O Rota 2030 prevê que 10,2% do que o setor investir em P&D poderá ser abatido no pagamento de impostos. Isso pode ser ampliado no relatório?
O Inovar-Auto chegava a 30%. A ideia é discutir isso.
O sr. acha que os incentivos têm de ser dados para além dos investimentos em P&D?
Sim. Dentro do Rota 2030 há investimentos que terão ganhos de médio e longo prazo, com redução de poluentes, melhoria de tecnologias. Mas não há demonstração de que haverá aumento no tamanho das fábricas, criação de mais empregos. O Inovar-Auto tinha isso muito mais claro e esses ajustes podemos produzir.
O sr. pretende incluir no relatório uma diferenciação de imposto para carros importados? O Inovar-Auto foi condenado na Organização Mundial do Comércio (OMC) justamente por dar tratamento tributário diferenciado.
Tínhamos de ter tido mais argumentos com a OMC porque não estávamos criando desequilíbrios. Temos de discutir isso porque queremos exportar bastante e manter regras competitivas de importação, mas o jogo tem de ser igual.
Então a ideia é fixar alíquotas de IPI diferentes para carro importado e nacional?
Veja, não é uma ideia. O que eu acho é que a gente tem de levar isso para discussão.
O sr. pretende acolher quais emendas apresentadas?
Não fiz essa análise. Ainda estamos discutindo temas mais abrangentes. Certamente vamos conversar com o setor de autopeças, por exemplo, que foi atingido frontalmente pela crise. Muitos estão com inadimplência fiscal, não têm acesso a crédito. E aquele Refis (aprovado em 2017) não contemplou as empresas que deviam acima de R$ 15 milhões. É algo que temos de discutir com a Fazenda.
O sr. acha necessário um refinanciamento de dívidas para as autopeças?
É preciso discutir o assunto.
O Rota tem custo de R$ 1,5 bilhão ao ano. Dentro do desenho que o sr. pretende, de ampliação de incentivos e de um novo Refis, qual será o custo do programa?
O benefício só vai acontecer se houver mais produção, bom desempenho na indústria. Você não está dando um subsídio. Vai criar produção e arrecadação em cima de algo que não teria. Estou exigindo contrapartidas que vão dar ganho à cadeia.
Deputado responde a várias ações na Justiça
Deputado federal no terceiro mandato e concorrendo à reeleição, Alfredo Kaefer (PP-PR) foi escolhido no início do mês como relator da comissão especial destinada a analisar a medida provisória que institui o Rota 2030. Apesar de ter sido aprovado pela liderança do governo, Kaefer indica disposição em debater mudanças no texto que contrariam a visão da área econômica de Michel Temer.
O parlamentar do Paraná não é conhecido na Câmara como representante de interesses do setor automobilístico, mas sim da área agrícola, na qual se consolidou como empresário.

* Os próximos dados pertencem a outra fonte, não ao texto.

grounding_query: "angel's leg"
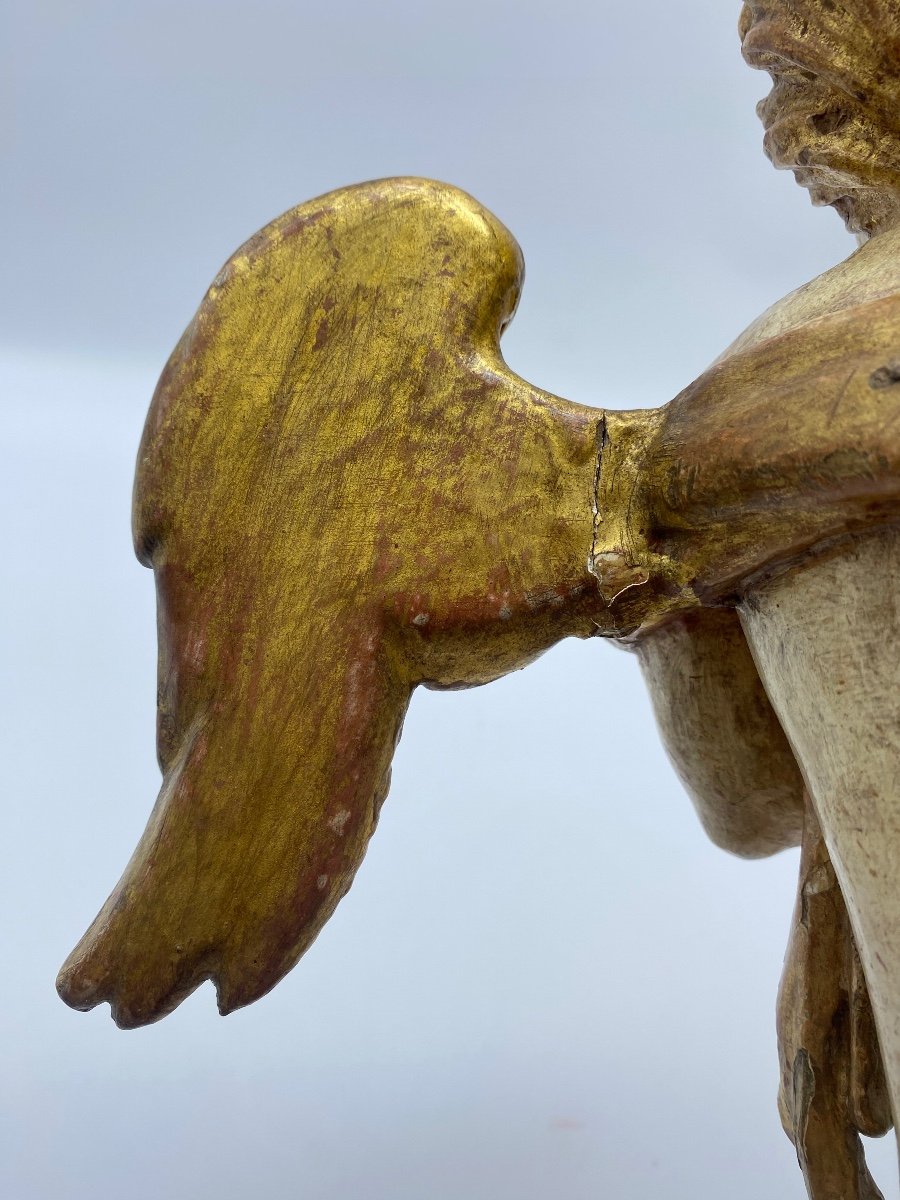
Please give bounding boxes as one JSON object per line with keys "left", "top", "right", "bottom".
{"left": 777, "top": 792, "right": 890, "bottom": 1199}
{"left": 741, "top": 527, "right": 900, "bottom": 1166}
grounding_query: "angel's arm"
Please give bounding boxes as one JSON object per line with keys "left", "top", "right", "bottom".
{"left": 651, "top": 291, "right": 900, "bottom": 599}
{"left": 595, "top": 292, "right": 900, "bottom": 635}
{"left": 635, "top": 608, "right": 803, "bottom": 857}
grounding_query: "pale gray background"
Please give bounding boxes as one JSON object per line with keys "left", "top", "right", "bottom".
{"left": 4, "top": 1, "right": 897, "bottom": 1197}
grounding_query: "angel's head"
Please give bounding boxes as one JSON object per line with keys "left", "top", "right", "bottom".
{"left": 739, "top": 0, "right": 900, "bottom": 237}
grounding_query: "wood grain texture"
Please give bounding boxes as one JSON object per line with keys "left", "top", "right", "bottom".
{"left": 739, "top": 0, "right": 900, "bottom": 239}
{"left": 57, "top": 179, "right": 606, "bottom": 1027}
{"left": 742, "top": 531, "right": 900, "bottom": 1167}
{"left": 599, "top": 289, "right": 900, "bottom": 625}
{"left": 639, "top": 7, "right": 900, "bottom": 1188}
{"left": 775, "top": 794, "right": 890, "bottom": 1200}
{"left": 55, "top": 174, "right": 900, "bottom": 1042}
{"left": 49, "top": 4, "right": 900, "bottom": 1195}
{"left": 636, "top": 609, "right": 804, "bottom": 858}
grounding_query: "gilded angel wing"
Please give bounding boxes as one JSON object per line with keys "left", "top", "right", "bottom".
{"left": 56, "top": 179, "right": 605, "bottom": 1027}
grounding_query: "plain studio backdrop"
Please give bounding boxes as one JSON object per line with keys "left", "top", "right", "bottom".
{"left": 3, "top": 1, "right": 897, "bottom": 1197}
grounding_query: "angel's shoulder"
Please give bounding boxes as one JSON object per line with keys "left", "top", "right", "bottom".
{"left": 716, "top": 227, "right": 900, "bottom": 365}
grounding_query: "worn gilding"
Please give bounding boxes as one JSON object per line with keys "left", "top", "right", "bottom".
{"left": 56, "top": 10, "right": 900, "bottom": 1187}
{"left": 57, "top": 180, "right": 606, "bottom": 1026}
{"left": 57, "top": 170, "right": 900, "bottom": 1033}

Ele era dono do Grupo Diplomata, grande produtor de frangos. Nos últimos anos, a empresa chegou a ter a falência decretada – e revertida recentemente na Justiça – e entrou em processo de recuperação judicial.
A crise na empresa fez com que Kaefer deixasse de ser um dos parlamentares mais ricos entre os eleitos em 2014. Na ocasião, ele declarou à Justiça Eleitoral ter R$ 108 milhões em bens. Nestas eleições declarou ter só R$ 1,3 milhão.
A explicação para a queda de 98% é que Kaefer enfrenta vários processos envolvendo seus negócios.
No início do ano, a procuradora-geral da República, Raquel Dodge, ofereceu duas denúncias contra o parlamentar no Supremo Tribunal Federal (STF), uma delas por suposta prática de lavagem de dinheiro e financiamento de sua campanha à Câmara.
Ainda assim, ao menos cinco processos contra ele já foram retirados do STF e enviados para outras instâncias com base no foro privilegiado.
“Não tem lavagem de dinheiro, não tem nada. É uma acusação infundada”, defendeu-se o deputado à época. Ele está no PP, mas já passou pelo PSL e pelo PSDB.